No More Employment Blues!

It has been 87 days since my last blog update. So much for posting once a month, huh? Those 87 days have been filled to the brim with visitors, trips to see family, lots and lots of substitute teaching, a job interview, a job rejection, more subbing, a few friends, lots of food, and no blogging. We have been busy busy busy, and we love it! I wish I could go into detail about every little thing that we have been up to. Just know that we are well and enjoying life and each other each and every day. Maybe I will retrospectively share some stories from the last 2 months in the coming weeks, for I am going to try and be better with this thing over the summer months. (More than one post a month? Maybe? No promises though.) Not that we are going to be any less busy, but you know, goals.

There is one exciting piece of news to share, though, which is probably the most important new development over the last 87 days. I have been offered and accepted a teaching position for the 2015-2016 school year! Halleluiah! I will be teaching 3rd grade in my very own classroom! The school is a small, private, Christian school close to where we live, and it is filled with the most fabulous educators whom I am so excited to work with and learn from. To everyone who has kept my job situation in prayer for these many months, thank you. Looking at the experiences I have had and the people I have met over the last 10 months, I can see God’s guiding hand in bringing me to this opportunity, and I could not be more grateful.

I am not going to lie, I have thrown myself more than one little pity party over the past year while I failed to rely on God and instead felt that I needed to make things happen on my own.
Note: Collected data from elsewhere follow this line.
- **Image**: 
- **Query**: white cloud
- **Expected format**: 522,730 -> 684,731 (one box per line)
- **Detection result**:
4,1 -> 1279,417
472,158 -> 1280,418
I would not say that I always handled being unemployed gracefully, as I am sure Andrew will confirm. There were moments of stress, feeling overwhelmed, frustration, anger, and hopelessness. Yet once again I am reminded of the great provisions only God can bring! He brought about a job that I never could have found on my own. He closed doors that I would have chosen and brought me where I needed to be, and I never saw it coming. Once again I am humbled at my need of Him, and my prayer is that I will enter this new position fully reliant on Him. And as I prepare for the fall, I pray that when I start to feel stressed again and overwhelmed, I am reminded to be one thing above all else: grateful.

With all that said, you must excuse me. I have a very large pile of children’s literature calling my name.